One type of uneasiness is so common it has a name, impostor syndrome, just happens to have been coined in Atlanta by some great female research psychologists. As Aly Merritt pointed out in her talk on impostor syndrome, it is a reflection of the reality that surrounds you; so it’ll only be by creating the kind of environments that resist it that we can fight it. April Wensel later pointed an agile prime directive we should all, in this context, take to heart: “You are always doing your best, given the circumstances.” What I’m getting at is this: the act of doing will be enough in itself and we call all get on to cool things we’ve learned or made. We get so caught up in fighting for our own legitimacy that we can’t fight as hard for a product or a business. There will be so much less fighting when we get where we need to be.
Compassion & empathy underscore so much of how tech should feel, a kind of UX research among ourselves we all need to do. April Wensel, Founder of Compassionate Coding, and disclaimer, a friend of mine, gave a great talk on this very subject. The tools we pull from compassion can go a long way in helping us practice inclusion; taking time to slow down, notice suffering, investigating it, and then taking action to alleviate it.
What Tech Will Accomplish
Multiple studies have shown that diverse teams make better, more profitable products. While those bottom lines are good alone, We RISE contained multiple reminders of technology’s original purpose: to make the lives of all people better, and as we move forward, to make folks happy.

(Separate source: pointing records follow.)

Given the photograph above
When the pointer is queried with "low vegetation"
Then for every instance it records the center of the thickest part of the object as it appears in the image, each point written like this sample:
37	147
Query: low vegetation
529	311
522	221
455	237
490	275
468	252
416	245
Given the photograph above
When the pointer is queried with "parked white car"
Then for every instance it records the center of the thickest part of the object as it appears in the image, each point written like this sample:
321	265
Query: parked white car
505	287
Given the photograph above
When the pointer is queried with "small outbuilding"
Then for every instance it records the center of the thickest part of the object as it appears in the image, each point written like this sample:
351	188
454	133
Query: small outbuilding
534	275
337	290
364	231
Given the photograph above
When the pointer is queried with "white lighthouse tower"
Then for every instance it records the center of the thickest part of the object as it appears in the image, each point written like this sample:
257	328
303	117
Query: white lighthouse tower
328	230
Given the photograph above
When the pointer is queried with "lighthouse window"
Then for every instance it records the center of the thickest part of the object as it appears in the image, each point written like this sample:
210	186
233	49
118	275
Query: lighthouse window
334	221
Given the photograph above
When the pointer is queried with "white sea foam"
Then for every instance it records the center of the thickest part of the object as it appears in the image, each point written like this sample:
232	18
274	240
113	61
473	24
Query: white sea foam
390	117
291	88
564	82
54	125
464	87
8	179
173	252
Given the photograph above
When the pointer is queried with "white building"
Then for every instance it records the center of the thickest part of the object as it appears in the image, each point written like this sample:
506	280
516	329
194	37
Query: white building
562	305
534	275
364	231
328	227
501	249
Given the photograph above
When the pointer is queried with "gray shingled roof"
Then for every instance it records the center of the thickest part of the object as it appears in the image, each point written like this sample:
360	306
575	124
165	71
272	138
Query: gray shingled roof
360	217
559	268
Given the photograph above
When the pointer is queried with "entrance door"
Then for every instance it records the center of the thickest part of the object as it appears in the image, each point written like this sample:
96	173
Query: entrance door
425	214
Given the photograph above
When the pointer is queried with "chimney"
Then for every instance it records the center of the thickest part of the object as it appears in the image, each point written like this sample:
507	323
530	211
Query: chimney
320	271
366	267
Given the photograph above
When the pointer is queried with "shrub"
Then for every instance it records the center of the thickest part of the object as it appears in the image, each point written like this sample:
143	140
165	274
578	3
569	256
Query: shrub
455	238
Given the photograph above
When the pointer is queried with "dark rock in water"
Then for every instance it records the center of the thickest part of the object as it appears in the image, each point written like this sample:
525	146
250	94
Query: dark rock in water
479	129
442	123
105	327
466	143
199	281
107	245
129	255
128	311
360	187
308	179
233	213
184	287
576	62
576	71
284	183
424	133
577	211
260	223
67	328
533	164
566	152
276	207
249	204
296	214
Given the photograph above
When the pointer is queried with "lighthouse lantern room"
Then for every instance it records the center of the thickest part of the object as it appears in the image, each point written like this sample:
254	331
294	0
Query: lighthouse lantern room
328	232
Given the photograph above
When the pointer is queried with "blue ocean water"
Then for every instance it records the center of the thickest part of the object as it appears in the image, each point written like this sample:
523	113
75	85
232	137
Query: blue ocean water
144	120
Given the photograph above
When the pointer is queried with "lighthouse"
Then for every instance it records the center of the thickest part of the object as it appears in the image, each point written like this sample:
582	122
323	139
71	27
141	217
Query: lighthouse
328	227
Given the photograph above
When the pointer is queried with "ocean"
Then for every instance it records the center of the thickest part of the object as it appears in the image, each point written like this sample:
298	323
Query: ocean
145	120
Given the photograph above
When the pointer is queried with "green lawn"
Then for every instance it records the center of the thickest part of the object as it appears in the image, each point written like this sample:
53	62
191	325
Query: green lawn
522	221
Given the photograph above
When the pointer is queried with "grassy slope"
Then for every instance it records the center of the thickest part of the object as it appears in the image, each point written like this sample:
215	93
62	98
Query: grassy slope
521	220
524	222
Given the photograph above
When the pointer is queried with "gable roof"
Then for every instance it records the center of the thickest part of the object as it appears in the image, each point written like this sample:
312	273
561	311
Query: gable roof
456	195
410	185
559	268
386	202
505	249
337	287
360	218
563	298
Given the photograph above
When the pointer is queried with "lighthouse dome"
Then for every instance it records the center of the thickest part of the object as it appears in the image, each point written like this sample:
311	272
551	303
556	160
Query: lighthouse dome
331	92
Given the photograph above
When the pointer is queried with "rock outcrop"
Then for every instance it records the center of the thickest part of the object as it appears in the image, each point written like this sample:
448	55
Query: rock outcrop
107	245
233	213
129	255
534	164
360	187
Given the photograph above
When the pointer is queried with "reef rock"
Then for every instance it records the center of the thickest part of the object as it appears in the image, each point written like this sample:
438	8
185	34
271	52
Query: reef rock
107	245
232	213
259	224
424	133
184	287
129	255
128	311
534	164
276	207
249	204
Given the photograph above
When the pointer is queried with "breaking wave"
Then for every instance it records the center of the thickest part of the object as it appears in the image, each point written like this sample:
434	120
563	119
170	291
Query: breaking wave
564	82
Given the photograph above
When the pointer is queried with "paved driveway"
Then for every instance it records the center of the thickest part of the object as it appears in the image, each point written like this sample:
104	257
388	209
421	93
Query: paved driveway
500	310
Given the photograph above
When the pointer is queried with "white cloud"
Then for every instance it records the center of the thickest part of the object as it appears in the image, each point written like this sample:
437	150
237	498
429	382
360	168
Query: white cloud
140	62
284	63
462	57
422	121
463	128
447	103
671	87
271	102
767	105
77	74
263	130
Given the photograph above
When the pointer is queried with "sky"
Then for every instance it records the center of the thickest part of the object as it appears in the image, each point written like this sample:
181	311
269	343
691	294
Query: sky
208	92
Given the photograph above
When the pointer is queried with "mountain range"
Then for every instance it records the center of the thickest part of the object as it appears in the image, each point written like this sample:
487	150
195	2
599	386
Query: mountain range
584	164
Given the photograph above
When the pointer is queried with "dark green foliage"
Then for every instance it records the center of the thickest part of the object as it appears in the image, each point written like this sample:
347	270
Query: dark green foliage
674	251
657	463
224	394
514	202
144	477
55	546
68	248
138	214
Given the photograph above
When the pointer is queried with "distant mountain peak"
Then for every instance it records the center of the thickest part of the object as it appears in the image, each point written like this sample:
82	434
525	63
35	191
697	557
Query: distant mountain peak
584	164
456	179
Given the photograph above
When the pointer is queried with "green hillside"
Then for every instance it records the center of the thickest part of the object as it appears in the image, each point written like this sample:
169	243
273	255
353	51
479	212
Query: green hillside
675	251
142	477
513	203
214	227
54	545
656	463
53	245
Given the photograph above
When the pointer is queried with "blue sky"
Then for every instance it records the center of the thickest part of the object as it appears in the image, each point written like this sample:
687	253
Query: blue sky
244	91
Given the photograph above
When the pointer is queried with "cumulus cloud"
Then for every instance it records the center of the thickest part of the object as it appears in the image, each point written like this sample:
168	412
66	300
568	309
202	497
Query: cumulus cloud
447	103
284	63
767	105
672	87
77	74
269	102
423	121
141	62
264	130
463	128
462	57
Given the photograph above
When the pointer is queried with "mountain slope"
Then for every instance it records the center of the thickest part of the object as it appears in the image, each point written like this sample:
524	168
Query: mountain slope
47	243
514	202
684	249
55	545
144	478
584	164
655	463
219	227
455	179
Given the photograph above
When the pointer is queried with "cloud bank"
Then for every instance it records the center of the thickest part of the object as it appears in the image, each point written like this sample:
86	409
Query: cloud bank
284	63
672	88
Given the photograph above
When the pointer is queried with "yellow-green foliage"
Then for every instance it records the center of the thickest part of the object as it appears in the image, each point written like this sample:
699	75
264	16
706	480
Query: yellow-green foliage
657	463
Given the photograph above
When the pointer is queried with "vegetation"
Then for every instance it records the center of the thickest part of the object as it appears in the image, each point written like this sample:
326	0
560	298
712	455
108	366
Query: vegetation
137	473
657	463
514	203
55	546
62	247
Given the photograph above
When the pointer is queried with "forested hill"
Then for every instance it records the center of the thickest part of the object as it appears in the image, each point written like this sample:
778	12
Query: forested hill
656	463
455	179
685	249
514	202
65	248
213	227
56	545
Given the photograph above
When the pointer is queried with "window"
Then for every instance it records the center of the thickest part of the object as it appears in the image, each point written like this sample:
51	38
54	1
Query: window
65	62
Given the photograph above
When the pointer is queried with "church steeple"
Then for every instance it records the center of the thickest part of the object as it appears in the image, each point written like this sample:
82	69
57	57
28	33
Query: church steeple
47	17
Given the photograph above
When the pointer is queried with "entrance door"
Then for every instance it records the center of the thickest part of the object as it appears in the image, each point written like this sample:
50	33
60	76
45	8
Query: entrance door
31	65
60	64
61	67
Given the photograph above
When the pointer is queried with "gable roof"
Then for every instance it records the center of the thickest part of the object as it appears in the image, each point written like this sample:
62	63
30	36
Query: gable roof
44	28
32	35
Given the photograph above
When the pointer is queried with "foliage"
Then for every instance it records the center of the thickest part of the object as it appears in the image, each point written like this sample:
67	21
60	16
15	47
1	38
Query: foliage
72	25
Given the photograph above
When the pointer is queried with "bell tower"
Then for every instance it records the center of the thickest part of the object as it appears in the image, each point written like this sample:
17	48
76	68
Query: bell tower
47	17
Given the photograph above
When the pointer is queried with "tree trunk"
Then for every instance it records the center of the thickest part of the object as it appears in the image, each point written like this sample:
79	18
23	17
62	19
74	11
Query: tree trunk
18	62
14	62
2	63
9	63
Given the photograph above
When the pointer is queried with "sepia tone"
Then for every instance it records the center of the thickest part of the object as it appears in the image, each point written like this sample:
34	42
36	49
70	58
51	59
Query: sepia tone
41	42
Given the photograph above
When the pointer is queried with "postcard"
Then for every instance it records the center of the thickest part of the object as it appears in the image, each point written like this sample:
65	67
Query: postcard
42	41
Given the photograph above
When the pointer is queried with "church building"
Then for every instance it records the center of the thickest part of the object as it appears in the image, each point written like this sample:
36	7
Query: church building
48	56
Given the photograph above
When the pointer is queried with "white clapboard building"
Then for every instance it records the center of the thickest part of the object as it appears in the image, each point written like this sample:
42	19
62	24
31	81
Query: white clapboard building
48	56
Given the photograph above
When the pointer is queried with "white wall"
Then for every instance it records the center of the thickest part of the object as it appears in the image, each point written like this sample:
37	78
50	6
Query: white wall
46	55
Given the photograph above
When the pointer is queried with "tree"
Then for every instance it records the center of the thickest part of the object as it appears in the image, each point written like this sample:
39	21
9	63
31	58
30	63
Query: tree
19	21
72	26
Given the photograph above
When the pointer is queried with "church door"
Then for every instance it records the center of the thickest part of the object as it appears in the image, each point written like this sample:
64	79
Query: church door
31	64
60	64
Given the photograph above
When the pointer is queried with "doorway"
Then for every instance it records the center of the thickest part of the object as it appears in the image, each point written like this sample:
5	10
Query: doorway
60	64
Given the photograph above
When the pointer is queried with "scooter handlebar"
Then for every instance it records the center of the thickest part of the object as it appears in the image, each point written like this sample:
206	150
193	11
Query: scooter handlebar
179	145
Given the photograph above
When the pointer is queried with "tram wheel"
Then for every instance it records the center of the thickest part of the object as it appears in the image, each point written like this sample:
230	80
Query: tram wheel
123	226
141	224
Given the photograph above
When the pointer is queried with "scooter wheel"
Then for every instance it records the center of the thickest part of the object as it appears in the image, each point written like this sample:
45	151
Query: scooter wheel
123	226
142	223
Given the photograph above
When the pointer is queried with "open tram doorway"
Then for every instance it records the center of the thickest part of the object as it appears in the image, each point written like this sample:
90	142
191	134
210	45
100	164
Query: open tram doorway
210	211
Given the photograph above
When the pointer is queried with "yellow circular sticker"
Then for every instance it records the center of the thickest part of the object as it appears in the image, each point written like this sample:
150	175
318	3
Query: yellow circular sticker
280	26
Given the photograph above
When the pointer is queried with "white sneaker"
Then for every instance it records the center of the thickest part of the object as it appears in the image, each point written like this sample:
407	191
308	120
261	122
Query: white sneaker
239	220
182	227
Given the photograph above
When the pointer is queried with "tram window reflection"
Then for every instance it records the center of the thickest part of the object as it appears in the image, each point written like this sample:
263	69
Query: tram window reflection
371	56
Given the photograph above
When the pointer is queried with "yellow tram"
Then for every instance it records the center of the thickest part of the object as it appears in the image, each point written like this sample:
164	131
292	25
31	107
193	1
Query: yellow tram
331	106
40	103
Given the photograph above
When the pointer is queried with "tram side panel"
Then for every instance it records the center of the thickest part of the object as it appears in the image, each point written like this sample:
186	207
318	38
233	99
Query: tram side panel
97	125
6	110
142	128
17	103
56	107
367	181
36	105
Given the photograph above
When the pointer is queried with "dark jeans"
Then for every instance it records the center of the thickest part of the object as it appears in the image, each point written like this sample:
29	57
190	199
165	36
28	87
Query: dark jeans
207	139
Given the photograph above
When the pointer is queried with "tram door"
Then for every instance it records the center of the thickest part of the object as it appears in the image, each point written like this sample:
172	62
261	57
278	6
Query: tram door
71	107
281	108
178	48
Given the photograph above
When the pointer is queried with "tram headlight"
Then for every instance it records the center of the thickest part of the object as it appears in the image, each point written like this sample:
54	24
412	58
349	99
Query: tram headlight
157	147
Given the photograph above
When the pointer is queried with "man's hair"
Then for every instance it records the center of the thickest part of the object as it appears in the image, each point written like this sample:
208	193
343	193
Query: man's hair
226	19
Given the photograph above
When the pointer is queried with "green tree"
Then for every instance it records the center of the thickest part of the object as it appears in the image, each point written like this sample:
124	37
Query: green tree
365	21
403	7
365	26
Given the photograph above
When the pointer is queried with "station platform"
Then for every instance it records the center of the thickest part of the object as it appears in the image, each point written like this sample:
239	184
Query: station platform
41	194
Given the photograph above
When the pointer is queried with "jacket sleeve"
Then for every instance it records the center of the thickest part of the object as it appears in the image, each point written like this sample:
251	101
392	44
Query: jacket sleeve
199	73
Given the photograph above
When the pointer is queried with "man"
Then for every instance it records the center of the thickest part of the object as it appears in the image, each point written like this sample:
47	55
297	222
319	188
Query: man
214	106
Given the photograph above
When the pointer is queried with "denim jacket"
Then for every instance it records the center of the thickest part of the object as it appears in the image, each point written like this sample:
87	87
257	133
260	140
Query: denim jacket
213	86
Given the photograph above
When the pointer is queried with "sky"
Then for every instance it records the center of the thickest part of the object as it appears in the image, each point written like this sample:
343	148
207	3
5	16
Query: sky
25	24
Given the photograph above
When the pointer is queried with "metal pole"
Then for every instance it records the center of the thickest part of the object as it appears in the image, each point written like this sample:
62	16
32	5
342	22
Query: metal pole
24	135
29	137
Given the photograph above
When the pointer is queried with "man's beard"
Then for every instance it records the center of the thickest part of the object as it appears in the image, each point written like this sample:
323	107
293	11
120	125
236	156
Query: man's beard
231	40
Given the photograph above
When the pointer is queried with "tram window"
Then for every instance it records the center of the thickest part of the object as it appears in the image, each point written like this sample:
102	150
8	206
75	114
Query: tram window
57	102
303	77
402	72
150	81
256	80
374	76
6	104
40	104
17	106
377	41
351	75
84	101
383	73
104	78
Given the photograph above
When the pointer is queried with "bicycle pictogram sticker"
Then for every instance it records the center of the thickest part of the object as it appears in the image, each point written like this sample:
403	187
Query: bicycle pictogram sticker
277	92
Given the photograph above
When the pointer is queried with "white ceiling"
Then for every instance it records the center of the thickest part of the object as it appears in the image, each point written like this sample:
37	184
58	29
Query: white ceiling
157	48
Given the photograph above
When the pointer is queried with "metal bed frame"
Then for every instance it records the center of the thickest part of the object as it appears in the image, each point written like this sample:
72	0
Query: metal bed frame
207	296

And, at the end of the day, you will be a maker, doing what you love.
At it’s core We RISE was about the actual tech; the majority of what went on was pure excitement for technical concepts, the love of learning we all share in this industry. Passing interactions were where the purest expression of passion for our craft took place: pulling out a laptop to explain React routing, making a friend at breakfast and then going to the same workshop, leaving that workshop ready to explore Express & Node further, planning a hilarious Twitter bot…
Next year I hope to see more true allies (accomplices), more mothers with babies, more fathers bringing their daughters,and more gender diverse folks. And finally, what the hell, next year I may even submit a talk.